I went upstairs and was drawn to the room Lana must use as an office. A laptop sat on the desk, screensaver scrolling across the monitor. I stood looking at it. Trying to get on would be violating Lana’s privacy. Then again, these were extenuating circumstances.
And no one was here to ambush Lana. Hmmm.
That fact alone drew me closer until I sat down in the leather office chair. Toggling the mouse made the screensaver disappear and a log-in dialogue box appear.
I had nothing with me to attempt a hack. None of my usual tools that I could use to bypass the security, or even just pull the hard drive and access it via another device. All I had . . . was Clark’s tiny USB drive he’d given me to plug into Jackson’s system.
Digging it out of my pocket, I stared at it. I didn’t know if plugging it in would be a good thing . . . or if it would lead the bad guys right to me.
The image of Clark, staring after me as I ran from John’s house, flashed through my mind. I had no reason to trust him, no logical reason, and yet . . .
I plugged in the USB drive.
Nothing happened for a moment, then the screen flickered. Just slightly, and if I hadn’t been watching so close, I wouldn’t have noticed. Whatever “they,” i.e., Clark et al., wanted to accomplish with Jackson, was no
w going to be with Lana instead.
The cat was wrapping itself around my ankles again when I heard a footfall on the wooden stairs.
I jumped to my feet, guilty as a teenager sucking vodka from their dad’s stash on a Saturday night. Could I be in a worse place than in her office? But it wasn’t Lana that came around the corner.
“Jackson!”
Emotion and relief overcame logic. I threw myself at him, clutching him as he caught me up in his arms.
“Thank God,” he murmured in my ear, holding me so tight it was hard to breathe, but I didn’t mind. “You scared a decade off my life, leaving like that.”
I was trying so hard not to cry that I couldn’t talk, and it took a massive amount of effort to get control of myself. When I could finally breathe again, I tipped my head back to look at him and opened my mouth to speak.
But he was kissing me, his mouth hard and urgent, his tongue stroking mine with fevered intensity. I was overwhelmed. I could do nothing but hold on to him, standing on my very tiptoes as he kissed me. One hand in my hair, the other wrapped around my back. I felt safe for the first time all day.

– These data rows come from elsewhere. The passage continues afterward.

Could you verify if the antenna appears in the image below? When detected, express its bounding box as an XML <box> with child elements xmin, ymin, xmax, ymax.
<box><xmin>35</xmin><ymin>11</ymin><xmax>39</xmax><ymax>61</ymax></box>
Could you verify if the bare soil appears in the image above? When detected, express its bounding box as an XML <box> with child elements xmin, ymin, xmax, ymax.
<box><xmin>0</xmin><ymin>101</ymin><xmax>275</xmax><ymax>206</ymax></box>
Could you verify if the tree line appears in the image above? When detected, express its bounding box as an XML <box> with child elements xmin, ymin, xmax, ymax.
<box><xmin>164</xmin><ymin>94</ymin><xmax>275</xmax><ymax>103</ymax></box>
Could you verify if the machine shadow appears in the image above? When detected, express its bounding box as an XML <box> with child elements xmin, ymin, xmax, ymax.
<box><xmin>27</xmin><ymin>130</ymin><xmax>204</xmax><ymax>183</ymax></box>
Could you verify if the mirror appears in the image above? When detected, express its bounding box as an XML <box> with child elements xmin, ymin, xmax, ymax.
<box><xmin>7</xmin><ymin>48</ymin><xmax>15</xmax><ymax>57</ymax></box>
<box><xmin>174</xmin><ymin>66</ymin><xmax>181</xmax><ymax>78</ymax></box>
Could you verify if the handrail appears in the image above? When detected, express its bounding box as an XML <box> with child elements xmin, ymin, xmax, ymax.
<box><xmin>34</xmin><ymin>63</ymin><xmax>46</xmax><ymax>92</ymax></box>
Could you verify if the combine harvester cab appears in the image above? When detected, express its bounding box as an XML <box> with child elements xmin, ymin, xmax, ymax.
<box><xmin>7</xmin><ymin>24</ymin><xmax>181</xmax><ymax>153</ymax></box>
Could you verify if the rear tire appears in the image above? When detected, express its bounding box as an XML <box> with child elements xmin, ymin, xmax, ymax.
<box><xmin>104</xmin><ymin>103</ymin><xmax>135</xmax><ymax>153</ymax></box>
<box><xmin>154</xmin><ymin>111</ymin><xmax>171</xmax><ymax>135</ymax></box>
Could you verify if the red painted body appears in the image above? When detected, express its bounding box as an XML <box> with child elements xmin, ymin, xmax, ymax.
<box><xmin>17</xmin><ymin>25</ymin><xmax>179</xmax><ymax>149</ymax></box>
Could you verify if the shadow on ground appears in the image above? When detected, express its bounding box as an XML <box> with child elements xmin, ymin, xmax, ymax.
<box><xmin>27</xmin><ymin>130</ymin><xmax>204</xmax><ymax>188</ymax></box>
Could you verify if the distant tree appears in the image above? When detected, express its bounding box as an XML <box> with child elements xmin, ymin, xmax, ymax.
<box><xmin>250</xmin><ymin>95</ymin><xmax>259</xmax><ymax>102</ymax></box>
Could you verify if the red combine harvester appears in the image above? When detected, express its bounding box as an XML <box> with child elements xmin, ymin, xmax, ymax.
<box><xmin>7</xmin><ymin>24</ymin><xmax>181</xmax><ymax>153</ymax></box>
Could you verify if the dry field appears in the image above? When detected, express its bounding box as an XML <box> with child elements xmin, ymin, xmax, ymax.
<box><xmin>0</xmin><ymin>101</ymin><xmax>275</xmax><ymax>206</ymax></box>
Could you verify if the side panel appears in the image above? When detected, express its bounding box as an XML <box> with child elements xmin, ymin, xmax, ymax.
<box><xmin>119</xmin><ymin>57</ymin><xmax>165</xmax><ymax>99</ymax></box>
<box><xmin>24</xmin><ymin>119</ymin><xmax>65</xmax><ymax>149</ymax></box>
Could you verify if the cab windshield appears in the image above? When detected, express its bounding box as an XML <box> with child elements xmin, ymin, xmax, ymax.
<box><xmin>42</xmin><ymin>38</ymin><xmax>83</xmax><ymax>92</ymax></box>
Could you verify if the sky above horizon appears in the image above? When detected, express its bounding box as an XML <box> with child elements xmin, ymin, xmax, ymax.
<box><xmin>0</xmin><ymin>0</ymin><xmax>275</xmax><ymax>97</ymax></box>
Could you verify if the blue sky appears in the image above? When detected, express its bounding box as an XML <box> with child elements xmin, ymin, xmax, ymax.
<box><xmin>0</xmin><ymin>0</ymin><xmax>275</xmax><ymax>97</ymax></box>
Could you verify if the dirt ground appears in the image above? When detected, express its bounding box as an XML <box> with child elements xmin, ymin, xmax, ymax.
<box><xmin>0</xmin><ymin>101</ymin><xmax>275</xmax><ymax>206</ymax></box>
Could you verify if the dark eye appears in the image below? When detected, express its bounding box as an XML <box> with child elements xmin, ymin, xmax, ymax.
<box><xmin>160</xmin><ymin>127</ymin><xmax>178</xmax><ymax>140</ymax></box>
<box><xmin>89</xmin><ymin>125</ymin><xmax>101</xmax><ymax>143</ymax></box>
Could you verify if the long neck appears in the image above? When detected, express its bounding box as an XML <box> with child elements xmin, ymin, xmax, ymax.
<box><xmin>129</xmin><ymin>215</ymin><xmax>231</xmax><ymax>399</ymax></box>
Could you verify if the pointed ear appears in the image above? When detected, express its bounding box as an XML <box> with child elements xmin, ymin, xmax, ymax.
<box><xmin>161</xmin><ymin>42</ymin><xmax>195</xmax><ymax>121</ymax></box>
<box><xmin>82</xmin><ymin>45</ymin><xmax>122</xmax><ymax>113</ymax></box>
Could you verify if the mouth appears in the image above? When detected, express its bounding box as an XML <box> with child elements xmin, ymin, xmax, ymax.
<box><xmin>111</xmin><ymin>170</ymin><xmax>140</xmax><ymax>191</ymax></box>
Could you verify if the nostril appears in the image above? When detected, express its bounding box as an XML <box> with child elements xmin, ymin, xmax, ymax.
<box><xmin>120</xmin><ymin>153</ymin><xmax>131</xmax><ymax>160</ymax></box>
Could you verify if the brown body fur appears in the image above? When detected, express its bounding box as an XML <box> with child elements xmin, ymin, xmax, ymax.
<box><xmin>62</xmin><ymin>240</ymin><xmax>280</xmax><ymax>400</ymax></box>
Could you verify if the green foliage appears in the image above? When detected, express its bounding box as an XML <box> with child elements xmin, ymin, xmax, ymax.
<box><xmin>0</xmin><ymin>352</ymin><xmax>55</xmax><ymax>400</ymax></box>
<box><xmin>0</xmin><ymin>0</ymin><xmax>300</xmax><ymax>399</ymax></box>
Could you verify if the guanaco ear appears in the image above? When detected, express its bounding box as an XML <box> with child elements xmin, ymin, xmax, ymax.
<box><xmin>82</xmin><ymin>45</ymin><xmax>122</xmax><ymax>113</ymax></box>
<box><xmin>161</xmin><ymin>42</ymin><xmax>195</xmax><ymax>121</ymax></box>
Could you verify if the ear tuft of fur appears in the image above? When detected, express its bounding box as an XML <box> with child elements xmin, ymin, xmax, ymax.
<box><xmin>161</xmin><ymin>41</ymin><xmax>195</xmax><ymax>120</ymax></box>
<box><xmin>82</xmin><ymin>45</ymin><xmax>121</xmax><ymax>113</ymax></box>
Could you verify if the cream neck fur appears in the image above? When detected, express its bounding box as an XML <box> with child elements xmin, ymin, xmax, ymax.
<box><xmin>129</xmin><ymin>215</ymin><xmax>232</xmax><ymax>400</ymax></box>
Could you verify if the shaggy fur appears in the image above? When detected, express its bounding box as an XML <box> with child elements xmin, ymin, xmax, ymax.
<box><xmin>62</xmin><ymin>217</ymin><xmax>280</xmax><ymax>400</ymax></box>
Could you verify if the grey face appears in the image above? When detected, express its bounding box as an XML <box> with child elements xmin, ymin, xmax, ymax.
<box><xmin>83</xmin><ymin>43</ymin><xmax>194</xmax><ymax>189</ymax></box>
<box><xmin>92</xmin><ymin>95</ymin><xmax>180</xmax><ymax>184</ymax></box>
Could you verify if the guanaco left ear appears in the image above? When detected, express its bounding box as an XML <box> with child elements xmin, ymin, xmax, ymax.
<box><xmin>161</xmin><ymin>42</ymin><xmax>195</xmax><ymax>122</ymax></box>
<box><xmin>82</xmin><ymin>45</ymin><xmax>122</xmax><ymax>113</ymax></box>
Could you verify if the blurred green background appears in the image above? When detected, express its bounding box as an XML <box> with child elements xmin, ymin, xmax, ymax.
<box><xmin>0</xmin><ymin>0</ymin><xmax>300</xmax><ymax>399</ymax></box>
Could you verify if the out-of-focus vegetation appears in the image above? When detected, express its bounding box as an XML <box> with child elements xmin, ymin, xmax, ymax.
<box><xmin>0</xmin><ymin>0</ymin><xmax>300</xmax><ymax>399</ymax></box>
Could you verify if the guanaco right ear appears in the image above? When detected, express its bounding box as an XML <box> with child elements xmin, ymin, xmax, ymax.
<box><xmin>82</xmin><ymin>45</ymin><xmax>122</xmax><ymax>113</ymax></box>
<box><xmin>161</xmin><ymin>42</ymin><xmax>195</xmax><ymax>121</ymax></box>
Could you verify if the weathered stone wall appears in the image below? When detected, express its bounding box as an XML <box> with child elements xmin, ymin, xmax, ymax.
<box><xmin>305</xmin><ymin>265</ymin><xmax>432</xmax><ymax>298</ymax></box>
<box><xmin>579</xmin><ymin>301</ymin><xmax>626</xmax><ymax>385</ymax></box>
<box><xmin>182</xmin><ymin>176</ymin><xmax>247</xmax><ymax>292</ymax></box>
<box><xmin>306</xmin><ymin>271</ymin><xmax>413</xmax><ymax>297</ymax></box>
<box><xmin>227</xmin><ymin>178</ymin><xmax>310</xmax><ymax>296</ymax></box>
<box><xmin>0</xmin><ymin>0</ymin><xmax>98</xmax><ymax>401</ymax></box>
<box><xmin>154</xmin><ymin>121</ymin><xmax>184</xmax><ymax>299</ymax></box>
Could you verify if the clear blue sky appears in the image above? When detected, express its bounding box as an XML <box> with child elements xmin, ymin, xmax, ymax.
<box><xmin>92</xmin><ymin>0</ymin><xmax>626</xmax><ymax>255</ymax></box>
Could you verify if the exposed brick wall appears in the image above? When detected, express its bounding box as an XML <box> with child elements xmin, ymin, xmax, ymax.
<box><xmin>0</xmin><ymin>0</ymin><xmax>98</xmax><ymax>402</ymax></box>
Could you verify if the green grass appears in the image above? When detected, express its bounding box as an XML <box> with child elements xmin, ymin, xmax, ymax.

When he let me come up for air, I pried my eyes open, finding his dark gaze blazing as he looked at me. My limbs felt boneless, and I wasn’t sure I wouldn’t have crumpled in a heap if he hadn’t been holding me.
“Umm . . . hi,” I managed.
His lips twisted. “Hi.” Then they flatlined.
We spoke at the same time.
“What the fuck are you doing here?”
“How did you find me?”
I flinched at the barely leashed anger in his voice. “Lana told me to come here, plus I was worried she would be next.” I repeated my question. “How’d you find me?”
“Process of elimination,” he said. “And I assumed you’d try to do something stupid and altruistic like try to protect the remaining members of the team.”
I pouted a bit at stupid. “Some would say it was heroic,” I argued just under my breath.
He gave me a look. “Lance’s car is also LoJacked.”